Depuis de nombreuses années, France Nature Environnement travaille à la diversification de ses sources de financement, un enjeu essentiel pour garantir à la fois la sécurisation de ses ressources et son indépendance d’action.

Dans un contexte où les financements publics sont de plus en plus instrumentalisés politiquement, ce choix stratégique devient indispensable.

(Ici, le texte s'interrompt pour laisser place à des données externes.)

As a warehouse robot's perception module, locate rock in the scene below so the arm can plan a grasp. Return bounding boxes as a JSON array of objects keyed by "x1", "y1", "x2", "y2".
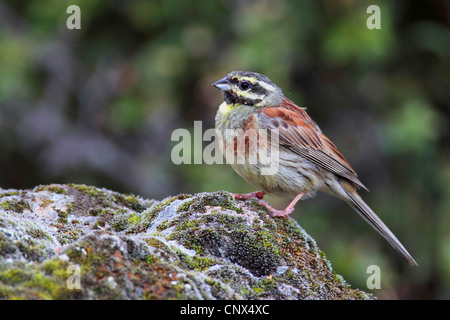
[{"x1": 0, "y1": 185, "x2": 373, "y2": 299}]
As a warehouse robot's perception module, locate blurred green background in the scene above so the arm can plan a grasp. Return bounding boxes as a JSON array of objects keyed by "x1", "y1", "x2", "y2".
[{"x1": 0, "y1": 0, "x2": 450, "y2": 299}]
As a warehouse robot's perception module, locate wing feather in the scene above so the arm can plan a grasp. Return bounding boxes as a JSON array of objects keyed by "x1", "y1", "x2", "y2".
[{"x1": 259, "y1": 98, "x2": 367, "y2": 190}]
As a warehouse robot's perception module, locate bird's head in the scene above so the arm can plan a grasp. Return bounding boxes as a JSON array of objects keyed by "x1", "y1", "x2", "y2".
[{"x1": 212, "y1": 71, "x2": 284, "y2": 107}]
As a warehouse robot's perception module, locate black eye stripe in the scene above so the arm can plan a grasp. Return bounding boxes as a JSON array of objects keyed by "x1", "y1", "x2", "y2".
[{"x1": 252, "y1": 83, "x2": 267, "y2": 96}]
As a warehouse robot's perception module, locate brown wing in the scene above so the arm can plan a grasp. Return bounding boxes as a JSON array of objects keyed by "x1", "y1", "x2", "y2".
[{"x1": 259, "y1": 98, "x2": 367, "y2": 190}]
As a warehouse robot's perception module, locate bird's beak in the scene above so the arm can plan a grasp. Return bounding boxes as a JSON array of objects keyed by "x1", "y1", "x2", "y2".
[{"x1": 212, "y1": 77, "x2": 231, "y2": 91}]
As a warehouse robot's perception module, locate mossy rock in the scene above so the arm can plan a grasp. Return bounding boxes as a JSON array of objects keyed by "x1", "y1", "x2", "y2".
[{"x1": 0, "y1": 185, "x2": 373, "y2": 299}]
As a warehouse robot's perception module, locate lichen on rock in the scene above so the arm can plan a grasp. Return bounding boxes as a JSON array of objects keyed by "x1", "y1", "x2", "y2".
[{"x1": 0, "y1": 185, "x2": 372, "y2": 299}]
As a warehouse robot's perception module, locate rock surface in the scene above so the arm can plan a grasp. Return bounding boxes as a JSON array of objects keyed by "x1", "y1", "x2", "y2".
[{"x1": 0, "y1": 185, "x2": 372, "y2": 299}]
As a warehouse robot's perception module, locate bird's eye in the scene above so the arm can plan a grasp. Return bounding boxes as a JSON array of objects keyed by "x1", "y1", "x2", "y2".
[{"x1": 239, "y1": 80, "x2": 252, "y2": 90}]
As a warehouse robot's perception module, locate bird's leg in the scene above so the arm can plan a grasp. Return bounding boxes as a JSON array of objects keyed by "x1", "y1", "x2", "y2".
[
  {"x1": 259, "y1": 192, "x2": 305, "y2": 217},
  {"x1": 233, "y1": 190, "x2": 266, "y2": 200}
]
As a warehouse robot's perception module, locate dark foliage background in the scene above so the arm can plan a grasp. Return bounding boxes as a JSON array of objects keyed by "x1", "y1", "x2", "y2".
[{"x1": 0, "y1": 0, "x2": 450, "y2": 299}]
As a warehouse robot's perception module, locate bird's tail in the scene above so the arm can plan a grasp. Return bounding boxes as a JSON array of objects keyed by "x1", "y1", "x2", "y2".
[{"x1": 343, "y1": 181, "x2": 418, "y2": 266}]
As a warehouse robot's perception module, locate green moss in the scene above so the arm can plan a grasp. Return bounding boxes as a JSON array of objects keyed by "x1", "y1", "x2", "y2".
[
  {"x1": 0, "y1": 199, "x2": 32, "y2": 213},
  {"x1": 54, "y1": 209, "x2": 69, "y2": 224},
  {"x1": 177, "y1": 191, "x2": 242, "y2": 213},
  {"x1": 33, "y1": 184, "x2": 67, "y2": 194}
]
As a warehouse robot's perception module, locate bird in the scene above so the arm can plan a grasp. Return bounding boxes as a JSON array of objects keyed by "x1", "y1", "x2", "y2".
[{"x1": 212, "y1": 71, "x2": 418, "y2": 266}]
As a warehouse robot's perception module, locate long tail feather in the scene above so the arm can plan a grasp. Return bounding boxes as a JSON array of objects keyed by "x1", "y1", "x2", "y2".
[{"x1": 344, "y1": 188, "x2": 418, "y2": 266}]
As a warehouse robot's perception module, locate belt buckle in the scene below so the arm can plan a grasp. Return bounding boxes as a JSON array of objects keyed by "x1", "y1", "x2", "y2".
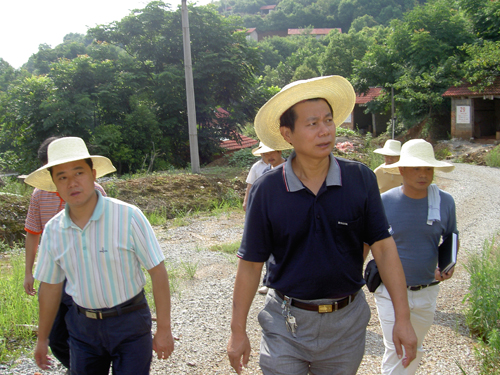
[
  {"x1": 318, "y1": 302, "x2": 337, "y2": 314},
  {"x1": 85, "y1": 310, "x2": 102, "y2": 319}
]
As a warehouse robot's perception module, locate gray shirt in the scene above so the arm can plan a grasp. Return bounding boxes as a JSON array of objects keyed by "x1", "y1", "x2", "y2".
[{"x1": 382, "y1": 187, "x2": 458, "y2": 286}]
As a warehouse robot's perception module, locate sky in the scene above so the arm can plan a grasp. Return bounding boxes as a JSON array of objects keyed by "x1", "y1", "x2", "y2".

Face à l’urgence écologique et démocratique, la fédération doit amplifier sa présence et ses actions au service de ses membres, et donc poursuivre son développement malgré un contexte économique et démocratique de crises multiples. Pour répondre à ces défis, France Nature Environnement a renforcé sa gouvernance financière et les moyens de son service développement, et a décidé d’investir dans de nouveaux instruments de collecte de fond.

Le mot d’Antoine :

Les projets et les besoins d’action ne manquent pas à FNE. Les financements, si, comme dans toutes les associations qui sont chaque année un peu plus abandonnées par les pouvoirs publics, à rebours des attentes des citoyennes et citoyens et de l’utilité démocratique et sociale très forte de nos actions.

Sous l’impulsion d’Arnaud Schwartz, le Conseil d’Administration a engagé la fédération dans un objectif de développement ambitieux, au service de ses membres et pour peser plus fort sur les décisions publiques et la construction d’un monde vivable. Ce chantier s’est poursuivi et renforcé ces trois dernières années. Nous avons décidé en 2023 de renforcer les équipes salariées en charge du développement et d’investir dans de nouveaux axes et outils de collecte de fonds. Les résultats sont au rendez-vous : notre budget a progressé, au bénéfice direct de nos membres ; la part relative des financements publics s’est réduite et diversifiée ; la forme des financements privés a été clarifiée et ne prend aujourd’hui la forme que de mécénats ; et la part des dons et legs s’est très fortement renforcée. Ces évolutions, en parallèle du recul du soutien public, portent aujourd’hui à près de 60% la part des financements issus de la générosité du public et du mécénat. Une première. Ces résultats sont positifs et nous préparent mieux au futur. Nos moyens restent cependant toujours très en deçà de nos besoins, et d’autres solutions sont encore à développer. En particulier une meilleure valorisation de l’engagement bénévole.

Chapeau à toutes les équipes salariées pour ces résultats, et aux équipes bénévoles qui portent ces sujets à FNE.